Q: What about the attitudes over time about male college students?
A: Men's colleges did not ignore the fact that male undergraduate life was unhealthy -- there are numerous reports of excessive drinking and other "bad habits" -- including having prostitutes in dorms and masturbation -- but after widespread student riots in the early to mid-19th century, most men's colleges gave up trying to supervise student life. It's only the early 20th century, when some parents started demanding that colleges and universities adopt some of the same responsibilities in loco parentis towards their sons as they did toward female students, that this changed.
Q: Was there a key turning point in student health services moving toward a more progressive idea of serving student-patients as opposed to just institutional interests?
A: I would say that the turning point was student activism in the 1960s, which switched the emphasis away from an "in loco parentis" model and more towards one that treated students as clients and partners in their own health care. I think this also reflected a generational shift in the medical profession, and of course, some of the student protesters went on to medical school and other health professions and changed the field even further.
Q: Student health services continue to be places where social issues play out (providing the morning after pill, sexual health generally, etc.). What do you see as the most difficult issues ahead?
A: The most difficult issue I see is ahead is funding for health services. College students are among the most underinsured individuals in the nation: Recent estimates indicated that between 20-30 percent lack any sort of health insurance coverage. Meanwhile, the cost of health care continues to rise. Some colleges and universities have simply passed this cost along to the students through increased health services fees. This puts additional burdens on lower income students, making it less likely that they will be able to attend college in the future.
Q: Are there key lessons from the history of student health for those in the field today?

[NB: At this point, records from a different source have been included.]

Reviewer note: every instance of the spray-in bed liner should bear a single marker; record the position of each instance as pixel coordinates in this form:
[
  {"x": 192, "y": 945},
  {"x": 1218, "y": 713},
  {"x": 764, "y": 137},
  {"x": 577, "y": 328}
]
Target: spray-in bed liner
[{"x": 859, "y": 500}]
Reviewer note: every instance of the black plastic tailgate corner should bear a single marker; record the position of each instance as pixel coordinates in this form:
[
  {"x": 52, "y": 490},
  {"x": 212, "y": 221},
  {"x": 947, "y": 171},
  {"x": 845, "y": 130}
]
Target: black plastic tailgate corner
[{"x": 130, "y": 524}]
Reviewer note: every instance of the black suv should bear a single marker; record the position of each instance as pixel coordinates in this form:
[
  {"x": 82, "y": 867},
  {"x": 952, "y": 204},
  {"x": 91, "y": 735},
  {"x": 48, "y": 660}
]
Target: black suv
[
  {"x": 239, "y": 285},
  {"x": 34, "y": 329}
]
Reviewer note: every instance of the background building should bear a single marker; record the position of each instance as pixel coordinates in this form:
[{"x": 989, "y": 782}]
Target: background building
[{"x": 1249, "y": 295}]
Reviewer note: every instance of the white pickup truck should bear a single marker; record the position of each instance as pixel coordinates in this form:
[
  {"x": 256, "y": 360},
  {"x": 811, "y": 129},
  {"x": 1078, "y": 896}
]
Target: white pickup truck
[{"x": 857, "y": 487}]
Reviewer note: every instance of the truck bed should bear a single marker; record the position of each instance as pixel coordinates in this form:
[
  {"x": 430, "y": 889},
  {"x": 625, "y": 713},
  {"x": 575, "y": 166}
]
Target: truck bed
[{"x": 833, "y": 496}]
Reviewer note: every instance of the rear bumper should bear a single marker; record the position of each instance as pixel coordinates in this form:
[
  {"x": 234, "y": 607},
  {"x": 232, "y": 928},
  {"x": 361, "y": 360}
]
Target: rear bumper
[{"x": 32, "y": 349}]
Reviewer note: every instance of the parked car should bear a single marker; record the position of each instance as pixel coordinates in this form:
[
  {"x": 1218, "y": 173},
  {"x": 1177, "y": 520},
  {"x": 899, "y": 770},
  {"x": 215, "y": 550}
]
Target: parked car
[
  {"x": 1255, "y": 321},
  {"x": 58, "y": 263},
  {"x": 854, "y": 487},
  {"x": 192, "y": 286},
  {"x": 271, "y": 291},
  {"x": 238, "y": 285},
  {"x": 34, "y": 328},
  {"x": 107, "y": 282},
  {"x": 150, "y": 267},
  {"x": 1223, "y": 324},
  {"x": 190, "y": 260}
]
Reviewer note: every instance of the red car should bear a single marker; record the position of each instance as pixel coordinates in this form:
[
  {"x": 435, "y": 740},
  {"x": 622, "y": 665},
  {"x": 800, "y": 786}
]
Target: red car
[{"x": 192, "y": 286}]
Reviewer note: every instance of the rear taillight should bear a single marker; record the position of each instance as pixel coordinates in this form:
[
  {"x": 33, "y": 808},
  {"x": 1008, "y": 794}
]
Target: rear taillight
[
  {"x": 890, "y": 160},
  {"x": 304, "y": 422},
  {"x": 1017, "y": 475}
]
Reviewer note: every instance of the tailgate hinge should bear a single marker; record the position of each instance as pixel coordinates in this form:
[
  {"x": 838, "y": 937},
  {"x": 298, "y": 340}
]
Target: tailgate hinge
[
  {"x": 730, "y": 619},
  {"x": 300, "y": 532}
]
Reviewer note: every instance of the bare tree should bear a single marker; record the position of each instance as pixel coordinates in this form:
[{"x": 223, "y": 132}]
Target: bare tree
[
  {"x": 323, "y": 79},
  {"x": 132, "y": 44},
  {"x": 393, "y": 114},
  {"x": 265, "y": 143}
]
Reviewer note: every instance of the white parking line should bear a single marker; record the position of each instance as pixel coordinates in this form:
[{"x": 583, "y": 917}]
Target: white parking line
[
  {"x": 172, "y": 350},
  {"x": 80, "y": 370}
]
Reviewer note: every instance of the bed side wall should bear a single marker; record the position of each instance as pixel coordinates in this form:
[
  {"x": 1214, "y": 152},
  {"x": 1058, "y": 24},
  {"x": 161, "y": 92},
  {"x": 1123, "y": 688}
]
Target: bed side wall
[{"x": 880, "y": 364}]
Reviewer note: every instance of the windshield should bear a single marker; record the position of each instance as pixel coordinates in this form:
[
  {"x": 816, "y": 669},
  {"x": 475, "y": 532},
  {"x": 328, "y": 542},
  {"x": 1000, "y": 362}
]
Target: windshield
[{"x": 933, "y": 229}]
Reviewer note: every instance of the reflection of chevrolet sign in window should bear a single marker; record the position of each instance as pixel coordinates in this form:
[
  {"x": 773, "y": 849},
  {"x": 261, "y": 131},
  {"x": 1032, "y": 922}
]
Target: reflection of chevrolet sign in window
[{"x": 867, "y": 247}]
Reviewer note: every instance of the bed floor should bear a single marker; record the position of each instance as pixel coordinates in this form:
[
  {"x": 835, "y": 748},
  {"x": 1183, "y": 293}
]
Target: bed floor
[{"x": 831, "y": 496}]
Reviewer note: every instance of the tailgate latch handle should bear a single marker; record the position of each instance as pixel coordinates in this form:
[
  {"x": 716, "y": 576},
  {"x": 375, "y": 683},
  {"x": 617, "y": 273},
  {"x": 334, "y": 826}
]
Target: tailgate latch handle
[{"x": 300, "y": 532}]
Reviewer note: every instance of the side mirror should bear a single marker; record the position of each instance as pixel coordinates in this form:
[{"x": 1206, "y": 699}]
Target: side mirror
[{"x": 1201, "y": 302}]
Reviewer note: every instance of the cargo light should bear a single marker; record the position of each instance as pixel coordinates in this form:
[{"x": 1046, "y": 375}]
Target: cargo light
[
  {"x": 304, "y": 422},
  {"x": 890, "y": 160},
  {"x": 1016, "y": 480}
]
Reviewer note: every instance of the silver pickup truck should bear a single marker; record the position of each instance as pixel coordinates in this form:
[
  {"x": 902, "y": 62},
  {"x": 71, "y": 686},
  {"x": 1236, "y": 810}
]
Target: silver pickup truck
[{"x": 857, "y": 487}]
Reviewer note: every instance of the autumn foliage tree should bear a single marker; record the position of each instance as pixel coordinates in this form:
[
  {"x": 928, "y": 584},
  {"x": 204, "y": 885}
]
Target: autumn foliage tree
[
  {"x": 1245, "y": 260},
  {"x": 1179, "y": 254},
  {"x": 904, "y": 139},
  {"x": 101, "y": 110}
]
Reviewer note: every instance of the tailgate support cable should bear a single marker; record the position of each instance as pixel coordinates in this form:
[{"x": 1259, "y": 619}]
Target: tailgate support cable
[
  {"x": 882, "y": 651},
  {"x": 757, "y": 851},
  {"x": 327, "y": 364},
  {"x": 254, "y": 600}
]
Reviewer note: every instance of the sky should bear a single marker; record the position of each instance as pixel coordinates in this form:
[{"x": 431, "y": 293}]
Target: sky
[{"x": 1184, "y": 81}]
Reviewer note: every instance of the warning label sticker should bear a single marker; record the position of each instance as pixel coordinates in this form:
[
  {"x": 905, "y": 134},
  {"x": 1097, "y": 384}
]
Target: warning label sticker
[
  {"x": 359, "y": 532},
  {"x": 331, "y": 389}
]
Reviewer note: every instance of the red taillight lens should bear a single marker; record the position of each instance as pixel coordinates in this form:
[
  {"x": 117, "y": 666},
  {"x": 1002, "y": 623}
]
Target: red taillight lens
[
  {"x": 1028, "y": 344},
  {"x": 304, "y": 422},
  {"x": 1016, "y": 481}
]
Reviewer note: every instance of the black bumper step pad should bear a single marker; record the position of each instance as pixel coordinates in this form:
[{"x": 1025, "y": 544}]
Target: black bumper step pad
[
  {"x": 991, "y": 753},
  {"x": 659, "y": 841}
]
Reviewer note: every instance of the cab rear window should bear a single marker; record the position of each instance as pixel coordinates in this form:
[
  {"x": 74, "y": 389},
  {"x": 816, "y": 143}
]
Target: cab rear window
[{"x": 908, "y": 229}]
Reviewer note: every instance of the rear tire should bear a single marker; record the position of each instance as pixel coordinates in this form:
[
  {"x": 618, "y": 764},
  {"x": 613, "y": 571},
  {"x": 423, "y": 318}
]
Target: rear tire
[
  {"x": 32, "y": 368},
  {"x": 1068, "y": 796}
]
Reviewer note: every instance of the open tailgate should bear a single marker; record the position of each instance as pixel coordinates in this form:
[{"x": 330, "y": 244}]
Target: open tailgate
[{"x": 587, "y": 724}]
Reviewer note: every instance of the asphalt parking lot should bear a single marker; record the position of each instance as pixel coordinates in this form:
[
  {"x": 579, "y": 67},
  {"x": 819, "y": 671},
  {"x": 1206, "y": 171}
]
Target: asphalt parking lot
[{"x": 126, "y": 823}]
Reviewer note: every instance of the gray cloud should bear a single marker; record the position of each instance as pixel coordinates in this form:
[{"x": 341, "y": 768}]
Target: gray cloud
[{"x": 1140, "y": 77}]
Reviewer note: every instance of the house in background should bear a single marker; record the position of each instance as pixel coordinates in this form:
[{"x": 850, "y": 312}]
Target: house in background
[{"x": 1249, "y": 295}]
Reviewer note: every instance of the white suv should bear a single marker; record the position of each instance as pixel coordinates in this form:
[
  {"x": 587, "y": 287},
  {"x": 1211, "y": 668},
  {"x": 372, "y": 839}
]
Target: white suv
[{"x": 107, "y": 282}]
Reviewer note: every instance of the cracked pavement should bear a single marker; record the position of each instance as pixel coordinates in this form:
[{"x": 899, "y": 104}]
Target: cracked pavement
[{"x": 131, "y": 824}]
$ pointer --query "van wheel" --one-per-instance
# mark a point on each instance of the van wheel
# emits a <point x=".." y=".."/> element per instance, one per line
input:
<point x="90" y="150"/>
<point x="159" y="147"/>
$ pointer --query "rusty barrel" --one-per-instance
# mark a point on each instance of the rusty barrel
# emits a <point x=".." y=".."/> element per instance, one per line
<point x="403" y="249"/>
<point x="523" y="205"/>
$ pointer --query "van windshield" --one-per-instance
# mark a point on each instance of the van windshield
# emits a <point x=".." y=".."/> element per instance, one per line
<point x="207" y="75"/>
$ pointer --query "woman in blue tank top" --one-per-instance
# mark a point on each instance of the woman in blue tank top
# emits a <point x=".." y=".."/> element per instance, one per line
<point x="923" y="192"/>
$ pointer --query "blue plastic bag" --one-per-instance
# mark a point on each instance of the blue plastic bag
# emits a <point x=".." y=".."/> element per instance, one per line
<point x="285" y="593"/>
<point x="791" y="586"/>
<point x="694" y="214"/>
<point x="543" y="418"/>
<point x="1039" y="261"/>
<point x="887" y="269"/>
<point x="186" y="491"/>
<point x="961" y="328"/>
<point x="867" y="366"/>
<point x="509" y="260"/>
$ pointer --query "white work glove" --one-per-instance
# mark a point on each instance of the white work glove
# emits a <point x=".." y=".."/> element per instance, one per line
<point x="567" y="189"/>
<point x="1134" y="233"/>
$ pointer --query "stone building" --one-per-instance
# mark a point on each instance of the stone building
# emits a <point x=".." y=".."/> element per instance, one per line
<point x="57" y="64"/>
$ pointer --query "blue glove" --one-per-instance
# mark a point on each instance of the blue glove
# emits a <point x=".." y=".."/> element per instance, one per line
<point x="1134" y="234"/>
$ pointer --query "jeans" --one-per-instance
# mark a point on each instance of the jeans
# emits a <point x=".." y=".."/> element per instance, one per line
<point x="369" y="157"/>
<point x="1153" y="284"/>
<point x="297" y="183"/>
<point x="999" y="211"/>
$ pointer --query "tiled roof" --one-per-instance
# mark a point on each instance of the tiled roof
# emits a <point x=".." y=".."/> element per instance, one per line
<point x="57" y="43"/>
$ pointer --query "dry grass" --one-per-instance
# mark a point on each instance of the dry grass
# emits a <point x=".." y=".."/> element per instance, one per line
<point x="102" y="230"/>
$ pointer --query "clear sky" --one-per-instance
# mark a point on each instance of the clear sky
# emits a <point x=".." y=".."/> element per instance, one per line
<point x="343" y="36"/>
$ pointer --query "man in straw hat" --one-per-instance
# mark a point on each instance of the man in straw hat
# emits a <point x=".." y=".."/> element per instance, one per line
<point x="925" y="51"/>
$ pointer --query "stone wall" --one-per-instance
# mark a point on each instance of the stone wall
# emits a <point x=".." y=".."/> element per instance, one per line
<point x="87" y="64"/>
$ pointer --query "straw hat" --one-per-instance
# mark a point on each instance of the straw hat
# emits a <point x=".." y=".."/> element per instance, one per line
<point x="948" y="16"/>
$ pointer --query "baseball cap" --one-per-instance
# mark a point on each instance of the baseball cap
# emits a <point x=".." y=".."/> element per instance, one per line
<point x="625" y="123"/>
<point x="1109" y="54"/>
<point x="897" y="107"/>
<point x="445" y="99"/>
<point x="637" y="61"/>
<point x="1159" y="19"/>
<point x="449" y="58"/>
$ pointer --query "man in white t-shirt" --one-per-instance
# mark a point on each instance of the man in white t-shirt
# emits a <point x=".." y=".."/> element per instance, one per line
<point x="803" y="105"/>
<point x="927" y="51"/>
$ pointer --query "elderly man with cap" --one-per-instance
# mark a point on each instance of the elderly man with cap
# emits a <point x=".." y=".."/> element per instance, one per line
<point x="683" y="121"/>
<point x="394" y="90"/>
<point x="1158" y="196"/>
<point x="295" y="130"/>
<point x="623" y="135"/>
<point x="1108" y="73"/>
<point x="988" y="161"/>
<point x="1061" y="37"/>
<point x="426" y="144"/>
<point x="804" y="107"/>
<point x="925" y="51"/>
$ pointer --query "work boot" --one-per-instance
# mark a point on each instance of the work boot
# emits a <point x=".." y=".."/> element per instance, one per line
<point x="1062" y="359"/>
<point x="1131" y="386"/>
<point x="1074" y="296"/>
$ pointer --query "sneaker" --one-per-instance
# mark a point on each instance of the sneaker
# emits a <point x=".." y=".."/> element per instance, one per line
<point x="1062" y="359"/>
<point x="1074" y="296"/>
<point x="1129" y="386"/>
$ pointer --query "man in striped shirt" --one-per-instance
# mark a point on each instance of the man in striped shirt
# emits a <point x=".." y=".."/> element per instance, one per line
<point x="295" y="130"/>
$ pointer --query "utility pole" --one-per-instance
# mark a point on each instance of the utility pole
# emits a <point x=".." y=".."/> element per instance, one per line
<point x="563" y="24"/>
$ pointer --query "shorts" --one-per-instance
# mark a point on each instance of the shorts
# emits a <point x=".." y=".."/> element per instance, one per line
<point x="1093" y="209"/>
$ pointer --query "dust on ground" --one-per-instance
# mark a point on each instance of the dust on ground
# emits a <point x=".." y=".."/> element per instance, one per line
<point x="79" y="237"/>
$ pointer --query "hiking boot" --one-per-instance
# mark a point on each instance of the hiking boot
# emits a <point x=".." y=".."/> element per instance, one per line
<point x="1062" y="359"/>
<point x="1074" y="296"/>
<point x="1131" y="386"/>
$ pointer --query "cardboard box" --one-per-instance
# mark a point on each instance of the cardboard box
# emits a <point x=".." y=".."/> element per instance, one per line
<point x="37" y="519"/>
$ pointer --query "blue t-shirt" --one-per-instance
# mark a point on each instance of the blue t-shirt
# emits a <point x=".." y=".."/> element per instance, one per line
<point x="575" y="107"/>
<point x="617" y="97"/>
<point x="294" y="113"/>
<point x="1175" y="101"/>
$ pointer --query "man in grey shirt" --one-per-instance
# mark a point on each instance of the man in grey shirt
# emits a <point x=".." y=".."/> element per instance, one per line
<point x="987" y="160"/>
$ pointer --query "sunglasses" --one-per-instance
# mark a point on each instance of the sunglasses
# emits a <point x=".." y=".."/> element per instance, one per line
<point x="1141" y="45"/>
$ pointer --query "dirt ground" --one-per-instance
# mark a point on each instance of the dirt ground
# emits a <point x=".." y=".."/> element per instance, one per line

A: One of the major arguments I make in the book is that the history of student health services is part of a longer history of diversity in higher education. Building on Paula Fass' work, I argue that the body has been a locus through which educational reformers have attempted to open higher education to outsiders. I think today professionals in college health continue to reiterate this connection between health services and equality of access to higher education. I also think that both historically and today, health programs in higher education are most successful when students are included in health service planning. This notion of student involvement is relatively recent since the origins of health services for students were rooted in the belief that colleges and universities had a responsibility in loco parentis. Students in the 1960s and early 1970s rebelled against this "institutionalized paternalism" which prompted campus health centers and the American College Health Association to create student health advisory divisions.
Finally, I think it's important to link college health programs with the larger history of public health and preventive medicine in the United States. Since the early 20th century, professionals involved in college health programs have sided with larger social movements for universal health care, arguing that health care is a right and not a privilege. So, in addition to providing health care for individual students, I would like to see student health services continue to be advocates for improving public health for the nation as a whole.